The Brooklyn-born Lieberman once spoke in an accent that would have lent authority to a subway cop on the BMT Brighton line, but she now favors the drawl of her adopted hometown of Dallas. Before catching on with the USBL, Lieberman played in two women's pro leagues, both of which went broke. The defunct Dallas Diamonds, in fact, will pay her $60,000 this year on a guaranteed contract that expires in 1987. Between Lieberman's forays into pro basketball, she was housemate, conditioning coach and psychic booster to Martina Navratilova. She moved out of Navratilova's house when she joined the Diamonds three years ago. "I was losing my identity," she says. "I don't want to be remembered as Martina's coach. I want to be remembered as a great basketball player."
Her greatest basketball achievement so far has come in the not-yet-released movie Perfect Profile, the story of a woman who accidentally made an NBA team because the owner thought she was a guy. Two weeks after she finished shooting the film, the Fame called. Ironically, her new team took its name from the local Basketball Hall of Fame, which inducted its first women in 1985 only after feminists picketed.
Lieberman's first appearance with the Fame was in Springfield's lone exhibition game, a 135-115 rout of Westchester's rotten Golden Apples, on June 6. Bibby used the occasion to showcase her for nearly 25 minutes. At first Lieberman appeared listless. She was tentative, dribbled into traps, and was stationary on defense.

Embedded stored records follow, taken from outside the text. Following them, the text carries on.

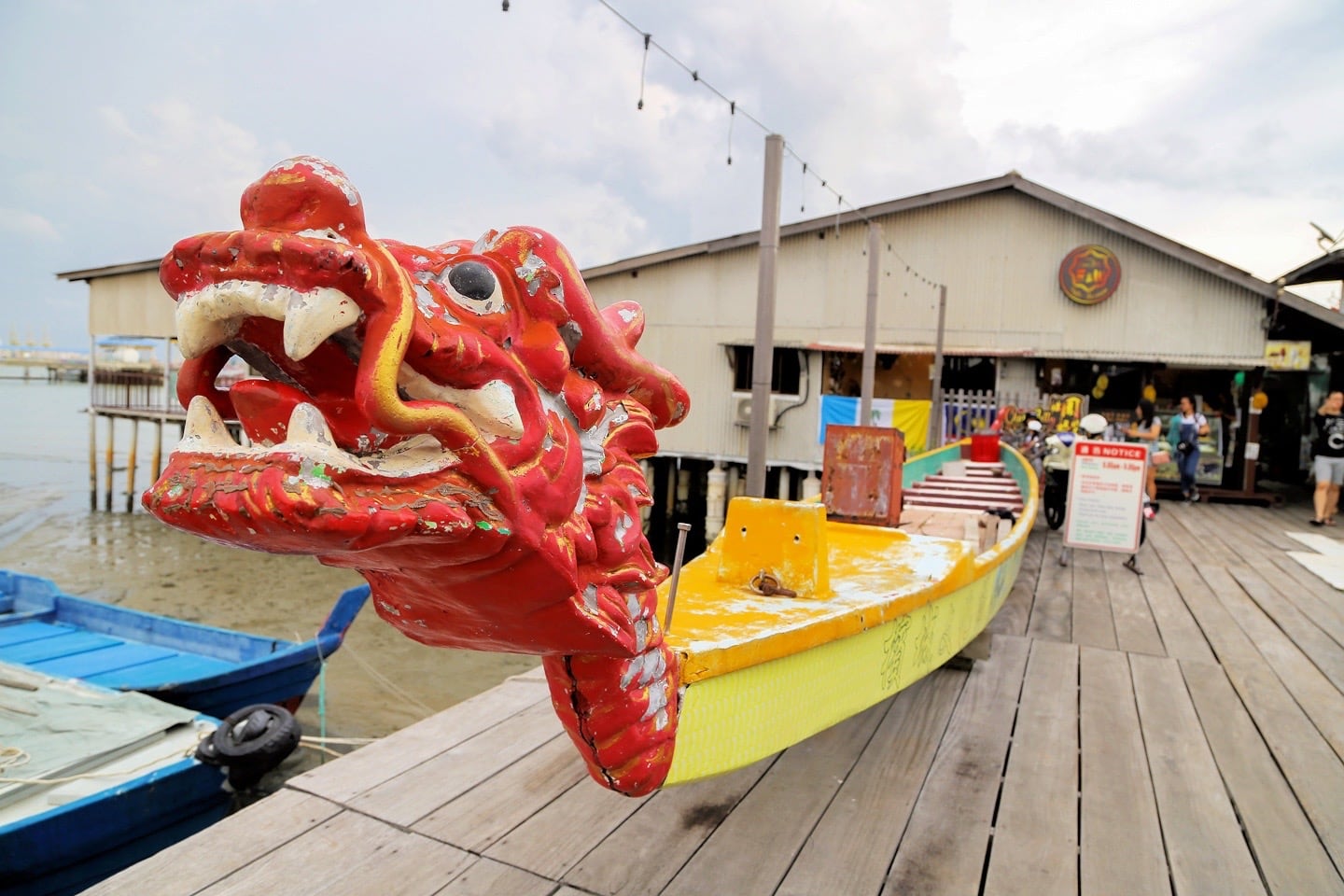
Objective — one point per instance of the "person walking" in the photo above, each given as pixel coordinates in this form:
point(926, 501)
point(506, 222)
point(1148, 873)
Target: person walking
point(1328, 458)
point(1147, 428)
point(1184, 431)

She missed all four shots she took in the first half but swished an open jumper with 9:28 to go in the fourth quarter and finished 4 for 12 with 10 points and 2 assists.
Lieberman blamed her shaky start on nervousness caused by the presence at the game of her father and mother, who hadn't seen each other in 15 years. She said, "I envisioned a New York Post headline that read: WOMAN MAULS EX-HUSBAND IN GYM."
As a kid, Nancy dreamed of playing in the same New York Knick backcourt as her idol, Walt Frazier. She now wears Clyde's number—10—and endorses his brand of sneakers. Maybe someday an NBA team looking for some attention will sign her to a 10-day contract. "Then I'll know there is a God," says Lieberman. But she also says, "The party's just starting, and I'm ready to dance."